SDXL Game Sprite Generation Pipeline with LORA

March 24, 2026 SDXL Game Sprite Generation Pipeline with LORA

SDXL Game Sprite Generation Pipeline with LORA

Stable Diffusion XL (SDXL), trained on countless amounts art scraped from the web, copied from books, and stolen from talented people is good. Real good. Except at drawing fingers. SDXL can create photorealistic art of almost anything assuming you have the $3000 dollars needed for enough RAM to run it.

One thing that SDXL is not good at, though, is being bad at art. These models are optimized, at every layer, to produce beautiful output. Everything SDXL has ever learned has been about "good" art. Realistic photos, paintings on sunsets, Dilbert. Asking it to create "bad" art is like asking Picasso to paint with his left hand (I'm assuming he was right handed for this metaphor). He will probably still do a pretty good job at it.

If I want it to make bad art, I do not need Picasso, I just need myself.

The Problem With Off-the-Shelf Models

Because I am opportunistically lazy, I spent a few days prompting NanoBanana, Gemini, base SDXL, community loras/checkpoints to see what I could accomplish by speaking better words to the machine (prompt engineering). Models really overestimate what a four year old is able to accomplish.

The model is trying to help. It has been trained to produce quality output, and it is doing exactly that. When I asked for a doodle of a cat, it gave me the best cat it could.

Gemini's attempt at a "simple doodle of a cat"

The answer was a custom LORA trained on a curated set of my own work.

Collecting Training Data

My training set was my own artwork: 34 images (mirrored to 68 for training) drawn in Procreate, sharing a consistent aesthetic. Simple flat linework. Simple colors. Easy silhouettes. Awful line work.

Subjects were focused on animals with some simple objects like fruits, sticks, trees, etc mixed in.

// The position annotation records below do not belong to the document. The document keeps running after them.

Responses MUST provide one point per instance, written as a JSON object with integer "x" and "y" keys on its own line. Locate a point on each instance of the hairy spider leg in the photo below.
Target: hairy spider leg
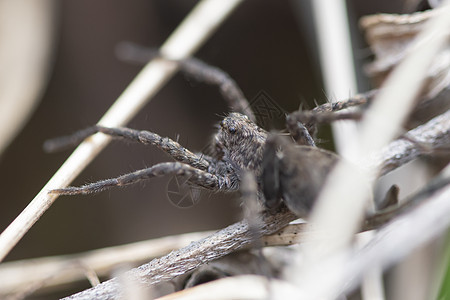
{"x": 325, "y": 113}
{"x": 171, "y": 147}
{"x": 198, "y": 177}
{"x": 199, "y": 71}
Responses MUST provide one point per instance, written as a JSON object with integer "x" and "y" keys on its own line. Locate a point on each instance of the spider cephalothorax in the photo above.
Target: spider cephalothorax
{"x": 283, "y": 171}
{"x": 241, "y": 143}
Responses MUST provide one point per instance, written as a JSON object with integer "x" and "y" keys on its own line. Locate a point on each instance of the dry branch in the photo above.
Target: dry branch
{"x": 238, "y": 235}
{"x": 185, "y": 40}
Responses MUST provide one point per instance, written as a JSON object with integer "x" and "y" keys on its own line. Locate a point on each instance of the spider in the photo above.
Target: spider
{"x": 284, "y": 171}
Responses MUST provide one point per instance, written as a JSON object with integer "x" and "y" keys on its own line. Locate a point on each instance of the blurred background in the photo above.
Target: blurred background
{"x": 264, "y": 45}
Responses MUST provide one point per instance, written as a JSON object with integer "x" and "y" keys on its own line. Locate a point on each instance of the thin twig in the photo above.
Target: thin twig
{"x": 341, "y": 204}
{"x": 389, "y": 245}
{"x": 186, "y": 39}
{"x": 178, "y": 262}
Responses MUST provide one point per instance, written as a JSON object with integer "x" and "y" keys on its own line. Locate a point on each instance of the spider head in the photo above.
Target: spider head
{"x": 241, "y": 142}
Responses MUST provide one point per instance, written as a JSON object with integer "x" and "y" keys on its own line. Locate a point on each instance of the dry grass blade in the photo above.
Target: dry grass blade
{"x": 186, "y": 39}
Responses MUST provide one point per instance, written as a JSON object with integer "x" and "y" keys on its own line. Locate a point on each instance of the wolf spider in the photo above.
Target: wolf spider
{"x": 294, "y": 174}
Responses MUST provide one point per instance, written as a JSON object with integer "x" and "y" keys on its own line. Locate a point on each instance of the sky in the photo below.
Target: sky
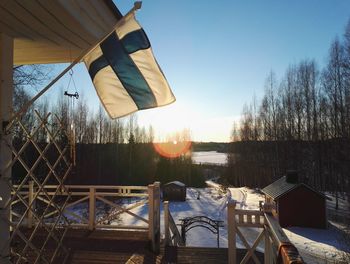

Hand-drawn monkey Hand-drawn kangaroo Hand-drawn bush

Captioning

My captions followed a template:

[trigger_word], [subject], [key visual properties], [style]

doodlezoo, frog, a frog with round flat body, four stick legs, wide round head, two large dot eyes on top, wide mouth, creature, character, hand-drawn doodle, grayscale, top-down view, white background

Training with SimpleTuner

I used SimpleTuner to train the LORA as it was easy to get going on macOS and pretty simple to use.

LORA rank and alpha: I settled on rank 32, alpha 16. Lower rank (8–16) underfit on this dataset as the style wouldn't hold under varied prompts. Higher rank (64+) overfit quickly. The 2:1 ratio of rank to alpha is a common heuristic that worked well here.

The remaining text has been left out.